Each corrected program, if successful, was stored separately in a fixed_programs/ folder. This modular setup ensured clean separation between raw, fixed, and tested versions, making the entire system easy to debug, extend, and benchmark.
The performance of the automated bug-fixing agent was evaluated across a benchmark suite of 40 Python programs, each containing a known one-line bug. The assessment focused on the quality of the fixes, the number of test cases passed post-repair, and the executability of the generated code.
| Metric | Count / Value |
|---|---|
| Total buggy programs tested | 40 |
| Programs passing all test cases (fully fixed) | 28 |
| Programs with partial improvement | 3 |
| Programs with no improvement | 3 |
| Programs with non-executable output | 6 |
| Executable programs generated | 34 |
| Total repair success rate (fully fixed) | 70% (28/40) |
| Total executable fix rate | 85% (34/40) |
- Fully Fixed: 28 programs had all their test cases passed, indicating a complete and correct one-line repair by the LLM.

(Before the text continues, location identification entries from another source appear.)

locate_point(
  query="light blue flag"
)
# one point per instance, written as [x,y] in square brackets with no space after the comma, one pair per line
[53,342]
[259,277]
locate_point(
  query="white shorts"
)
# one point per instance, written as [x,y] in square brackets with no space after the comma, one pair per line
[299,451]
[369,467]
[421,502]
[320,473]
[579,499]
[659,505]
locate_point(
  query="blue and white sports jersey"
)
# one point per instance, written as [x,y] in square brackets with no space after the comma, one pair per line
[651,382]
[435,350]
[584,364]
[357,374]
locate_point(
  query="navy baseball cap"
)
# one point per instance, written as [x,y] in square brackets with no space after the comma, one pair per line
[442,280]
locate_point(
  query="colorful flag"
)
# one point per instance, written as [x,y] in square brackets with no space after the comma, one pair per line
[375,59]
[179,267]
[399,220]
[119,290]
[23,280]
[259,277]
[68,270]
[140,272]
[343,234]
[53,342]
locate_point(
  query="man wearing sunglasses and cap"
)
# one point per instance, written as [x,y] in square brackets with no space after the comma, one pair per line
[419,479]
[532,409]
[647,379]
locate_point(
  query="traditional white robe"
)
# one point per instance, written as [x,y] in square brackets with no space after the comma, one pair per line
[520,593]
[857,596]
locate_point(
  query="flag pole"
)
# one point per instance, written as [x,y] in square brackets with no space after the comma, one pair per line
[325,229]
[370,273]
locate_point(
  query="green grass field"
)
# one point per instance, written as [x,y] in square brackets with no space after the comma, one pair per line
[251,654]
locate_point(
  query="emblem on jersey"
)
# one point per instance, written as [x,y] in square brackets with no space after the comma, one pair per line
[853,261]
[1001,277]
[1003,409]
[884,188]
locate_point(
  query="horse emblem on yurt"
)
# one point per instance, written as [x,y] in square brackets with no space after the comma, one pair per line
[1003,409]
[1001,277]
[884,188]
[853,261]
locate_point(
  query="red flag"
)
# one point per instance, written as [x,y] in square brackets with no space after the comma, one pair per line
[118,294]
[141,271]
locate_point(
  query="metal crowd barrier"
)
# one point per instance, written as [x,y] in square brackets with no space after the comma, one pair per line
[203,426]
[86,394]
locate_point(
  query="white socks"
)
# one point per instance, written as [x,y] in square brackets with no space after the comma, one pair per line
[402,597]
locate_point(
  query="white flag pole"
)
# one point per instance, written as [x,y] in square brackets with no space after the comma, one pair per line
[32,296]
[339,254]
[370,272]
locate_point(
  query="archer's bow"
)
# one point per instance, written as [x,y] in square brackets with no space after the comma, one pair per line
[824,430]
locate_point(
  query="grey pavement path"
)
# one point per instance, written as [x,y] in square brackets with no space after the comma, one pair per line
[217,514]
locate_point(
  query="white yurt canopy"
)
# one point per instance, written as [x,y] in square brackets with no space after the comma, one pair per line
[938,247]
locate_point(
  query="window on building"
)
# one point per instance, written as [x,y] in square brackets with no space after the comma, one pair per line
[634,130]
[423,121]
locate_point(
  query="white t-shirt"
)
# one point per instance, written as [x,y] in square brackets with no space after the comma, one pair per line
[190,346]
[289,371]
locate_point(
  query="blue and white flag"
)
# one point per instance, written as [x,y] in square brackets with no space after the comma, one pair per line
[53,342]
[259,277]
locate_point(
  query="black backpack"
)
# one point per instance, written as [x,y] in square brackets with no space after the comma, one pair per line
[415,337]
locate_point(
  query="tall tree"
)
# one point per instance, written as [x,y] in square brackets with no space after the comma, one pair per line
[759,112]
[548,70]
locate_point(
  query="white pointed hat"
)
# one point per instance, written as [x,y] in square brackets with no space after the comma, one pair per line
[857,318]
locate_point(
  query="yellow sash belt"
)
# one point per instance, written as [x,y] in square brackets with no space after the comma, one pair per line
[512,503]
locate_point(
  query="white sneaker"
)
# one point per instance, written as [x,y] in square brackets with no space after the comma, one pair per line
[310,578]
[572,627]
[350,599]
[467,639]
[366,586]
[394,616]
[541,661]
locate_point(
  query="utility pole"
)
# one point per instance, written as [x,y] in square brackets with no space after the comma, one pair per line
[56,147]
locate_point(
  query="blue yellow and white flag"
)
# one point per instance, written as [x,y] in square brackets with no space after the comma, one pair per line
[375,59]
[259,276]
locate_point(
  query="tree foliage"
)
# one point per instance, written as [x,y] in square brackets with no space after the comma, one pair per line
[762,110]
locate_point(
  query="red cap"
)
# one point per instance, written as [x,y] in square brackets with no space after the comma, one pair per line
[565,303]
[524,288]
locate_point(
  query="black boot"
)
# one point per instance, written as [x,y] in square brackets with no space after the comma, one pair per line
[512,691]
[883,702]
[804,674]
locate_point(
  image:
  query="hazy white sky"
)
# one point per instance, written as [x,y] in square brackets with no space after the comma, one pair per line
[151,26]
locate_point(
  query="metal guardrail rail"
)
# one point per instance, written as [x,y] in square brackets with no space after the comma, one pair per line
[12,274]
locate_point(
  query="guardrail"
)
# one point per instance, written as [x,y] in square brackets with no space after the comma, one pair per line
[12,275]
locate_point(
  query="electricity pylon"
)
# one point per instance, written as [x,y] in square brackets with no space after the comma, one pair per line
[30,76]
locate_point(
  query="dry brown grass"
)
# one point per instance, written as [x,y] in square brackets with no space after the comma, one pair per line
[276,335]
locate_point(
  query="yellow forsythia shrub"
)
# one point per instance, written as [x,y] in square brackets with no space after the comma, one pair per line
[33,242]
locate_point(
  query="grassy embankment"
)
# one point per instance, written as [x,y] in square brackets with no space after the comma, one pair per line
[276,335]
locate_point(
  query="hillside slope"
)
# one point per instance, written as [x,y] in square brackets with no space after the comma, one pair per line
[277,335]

- Partially Fixed: 3 programs improved in performance, passing more test cases than the original buggy versions but not achieving full correctness.
- No Change: 3 programs performed identically to the buggy baseline — the fix did not improve or degrade results.
- Non-Executable Outputs: 6 generated outputs contained formatting issues like Markdown backticks or code blocks, rendering them untestable.
- False Positives: None observed — programs did not falsely pass test cases they weren’t supposed to.
- False Negatives: Some correct-looking code snippets wrapped in Markdown syntax led to false negatives during execution due to unparseable formatting.
- Even minor prompt adjustments had a significant impact on output quality.
- Markdown artifacts consistently caused execution failures despite syntactically correct code inside.
- The system’s repair capability was notably strong for standard algorithmic patterns, but less consistent for graph-based logic.